Stream processing is continuous data flow. Individual records fail for all sorts of reasons: bad format, missing lookup key, validation error. Without a systematic approach to those failures you end up either silently dropping data or crashing the pipeline on every error. Railway-oriented programming splits processing into a success track and a failure track, then handles each at a well-defined boundary.

The name comes from the two-track metaphor. You don’t handle errors where they occur. You route them to a separate track and decide what to do with them at the commit cycle or the sink.

flowchart LR
    Input["Input Records"] --> Process["Process / Validate"]
    Process -->|Success| OK["Success Track\n(valid records)"]
    Process -->|Failure| Err["Failure Track\n(errors + context)"]
    OK --> SinkOK["Sink to output topic"]
    Err --> SinkErr["Sink to DLQ / retry topic"]

Use it when:

  • Individual records can fail validation but the stream must continue
  • You need to route failures to a dead-letter queue for later inspection
  • You want to track failure rates separately from success rates
  • Some failures are retryable (transient) while others are permanent (poison pills)
  • You need to preserve the original record context for debugging failures

Don’t use it when any failure is truly catastrophic (fail fast instead), when you can fix errors inline without losing semantics, or when processing is inherently all-or-nothing.

Use Either or a custom result type to represent success/failure:

-- A validation result that carries success or error details
data ValidationResult a = Valid a | Invalid Text RecordContext
-- RecordContext preserves the original record for debugging
data RecordContext = RecordContext
{ rcKey :: Maybe ByteString
, rcValue :: ByteString
, rcTopic :: TopicName
, rcPartition :: Partition
, rcOffset :: Offset
}

Preserve the original key, value, and position. When a record fails six months from now, you need to know exactly what input caused it.

Transform your topology to handle both tracks:

-- Start with a KStream of raw records
rawStream :: KStream k ByteString
-- Parse and validate, creating the split
validated :: KStream k (ValidationResult ParsedRecord)
validated = rawStream |>> mapValues parseAndValidate
-- Split into two streams using flatMap
okRecords :: KStream k ParsedRecord
okRecords = validated |>> flatMap (\case
Valid r -> [r]
Invalid _ _ -> []
)
errorRecords :: KStream k (Text, RecordContext)
errorRecords = validated |>> flatMap (\case
Valid _ -> []
Invalid err ctx -> [(err, ctx)]
)

Kafka Streams doesn’t have a native “split” operation. flatMap with pattern matching routes records to zero or one output tracks based on your result type.

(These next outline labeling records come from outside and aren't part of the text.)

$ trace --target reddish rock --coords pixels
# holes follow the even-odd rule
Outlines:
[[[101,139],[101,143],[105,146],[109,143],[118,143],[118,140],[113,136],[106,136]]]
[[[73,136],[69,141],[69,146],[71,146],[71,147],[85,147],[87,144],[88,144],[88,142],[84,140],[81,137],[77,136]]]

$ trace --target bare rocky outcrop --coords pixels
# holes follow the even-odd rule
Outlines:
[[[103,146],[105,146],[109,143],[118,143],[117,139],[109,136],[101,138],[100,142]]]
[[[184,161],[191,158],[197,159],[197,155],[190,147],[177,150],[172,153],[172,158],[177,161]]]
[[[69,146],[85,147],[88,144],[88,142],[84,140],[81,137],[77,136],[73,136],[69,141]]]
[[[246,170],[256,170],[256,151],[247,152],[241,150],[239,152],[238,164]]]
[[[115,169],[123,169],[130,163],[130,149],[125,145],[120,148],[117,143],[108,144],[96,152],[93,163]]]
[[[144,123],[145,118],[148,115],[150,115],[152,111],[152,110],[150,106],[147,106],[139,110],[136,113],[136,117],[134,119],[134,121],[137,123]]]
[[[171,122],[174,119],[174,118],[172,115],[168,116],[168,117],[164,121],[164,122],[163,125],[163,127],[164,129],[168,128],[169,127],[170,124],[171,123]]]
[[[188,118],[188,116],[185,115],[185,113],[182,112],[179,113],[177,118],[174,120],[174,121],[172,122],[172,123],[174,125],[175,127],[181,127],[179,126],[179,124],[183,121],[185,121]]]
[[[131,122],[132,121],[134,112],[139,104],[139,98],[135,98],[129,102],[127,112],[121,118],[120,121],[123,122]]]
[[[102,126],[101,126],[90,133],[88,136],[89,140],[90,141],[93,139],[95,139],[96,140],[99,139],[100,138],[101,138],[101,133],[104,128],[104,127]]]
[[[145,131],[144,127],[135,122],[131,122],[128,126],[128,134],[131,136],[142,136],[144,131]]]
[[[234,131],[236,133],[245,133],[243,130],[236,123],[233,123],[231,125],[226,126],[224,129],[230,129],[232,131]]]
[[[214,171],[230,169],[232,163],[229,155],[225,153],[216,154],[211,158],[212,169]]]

Send success records to your main output and failures to a dead-letter queue:

-- Success track: process normally and sink
okPipeline :: KStream k ProcessedRecord
okPipeline = okRecords |>> mapValues process |>> sink "output" serde serde
-- Failure track: enrich with metadata and sink to DLQ
errorPipeline :: KStream k (Text, RecordContext)
errorPipeline = errorRecords
|>> mapValues enrichWithProcessingMetadata
|>> sink "errors-dlq" errorSerde errorSerde

Errors need different handling than success records: manual review, automated retry, special retention. A separate topic lets you apply different processing logic without complicating the main pipeline.

Practical example: Enrichment with validation

Section titled “Practical example: Enrichment with validation”

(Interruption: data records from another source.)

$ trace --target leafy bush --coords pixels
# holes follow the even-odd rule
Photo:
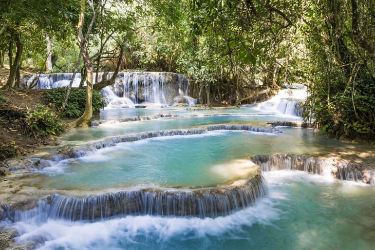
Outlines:
[[[43,93],[43,101],[46,103],[52,103],[58,112],[66,95],[67,88],[54,89]],[[86,105],[86,90],[74,88],[68,98],[65,108],[60,115],[67,118],[78,117],[82,115],[85,111]],[[99,91],[93,92],[93,111],[95,114],[104,106],[104,100]]]
[[[36,108],[27,118],[27,124],[34,133],[43,137],[58,135],[65,130],[65,123],[55,117],[56,114],[50,108],[40,104],[37,104]]]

A common use case: enriching records from an external API, where some lookups fail.

-- Input: user events with IDs to enrich
events :: KStream UserId Event
events = source "user-events" userIdSerde eventSerde
-- Enrich, tracking failures
enriched :: KStream UserId (Either EnrichmentError EnrichedEvent)
enriched = events |>> mapValuesM (\event -> do
result <- lookupUserProfile (eventUserId event)
case result of
Just profile -> Right (mergeEventWithProfile event profile)
Nothing -> Left (UserNotFound (eventUserId event) event)
)
-- Split the results
okEvents :: KStream UserId EnrichedEvent
okEvents = enriched |>> flatMap (\case
Right e -> [e]
Left _ -> []
)
errorEvents :: KStream UserId EnrichmentError
errorEvents = enriched |>> flatMap (\case
Right _ -> []
Left err -> [err]
)
-- Route each track
okPipeline :: Topology Void ()
okPipeline = okEvents |>> sink "enriched-events" serde serde
errorPipeline :: Topology Void ()
errorPipeline = errorEvents
|>> mapValues serializeError
|>> sink "enrichment-failures" serde serde

The main pipeline continues processing even when enrichment fails for some records. Failed enrichments go to a separate topic where you can retry them, investigate the missing data, or adjust processing logic.

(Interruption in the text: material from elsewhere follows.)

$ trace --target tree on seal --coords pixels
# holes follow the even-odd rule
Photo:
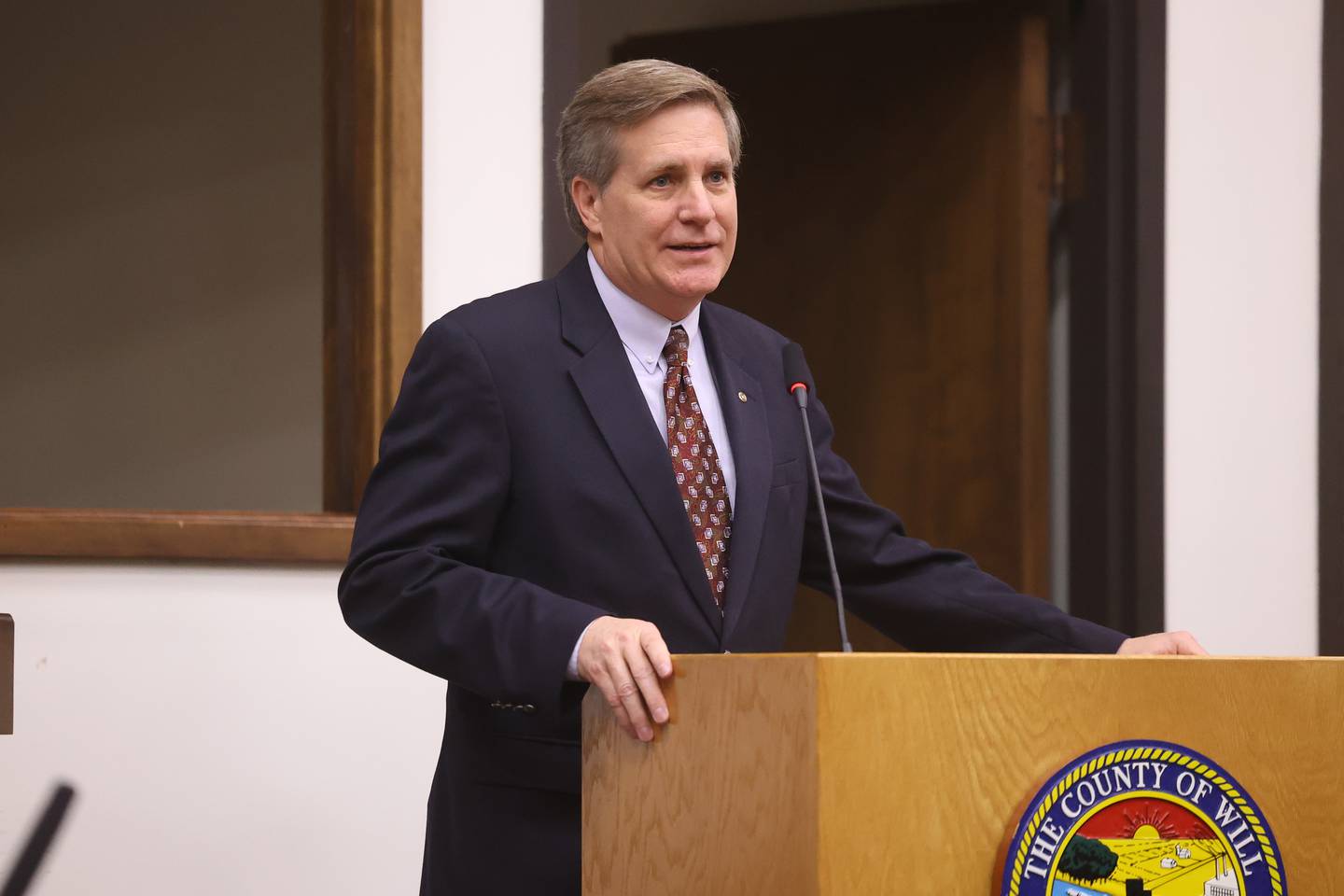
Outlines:
[[[1120,862],[1106,844],[1090,837],[1074,837],[1059,857],[1059,870],[1075,880],[1094,881],[1110,877]]]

Error classification: Retryable vs permanent

Section titled “Error classification: Retryable vs permanent”

Not all errors are equal. Classify them to handle each type appropriately:

data ProcessingError
= RetryableError Text RecordContext -- Transient: network blip, timeout
| PermanentError Text RecordContext -- Poison pill: bad format, invariant violation
deriving (Eq, Show)
-- Check if an error is retryable
isRetryable :: ProcessingError -> Bool
isRetryable (RetryableError _ _) = True
isRetryable (PermanentError _ _) = False
-- Route based on error type
routeByErrorType :: KStream k ProcessingError -> (KStream k ProcessingError, KStream k ProcessingError)
routeByErrorType errors =
let retryable = errors |>> filter isRetryable
permanent = errors |>> filter (not . isRetryable)
in (retryable, permanent)

Retryable errors might succeed on a second attempt. Permanent errors will fail forever and need manual intervention or schema fixes. Treating them differently prevents infinite retry loops and alert fatigue.

Under EOS, both tracks must participate in the same transaction:

-- Both sinks use the same transactional producer
-- If either fails, the entire commit aborts
-- This prevents partial writes (some to output, some to DLQ missing)
combinedPipeline :: Topology Void ()
combinedPipeline =
mergeStreams
(okEvents |>> sink "output" serde serde)
(errorEvents |>> sink "dlq" serde serde)

Without transactional guarantees, a failure between the two sinks could send a record to the output topic without its corresponding error going to the DLQ (or vice versa). You end up with inconsistent state that’s hard to reconcile.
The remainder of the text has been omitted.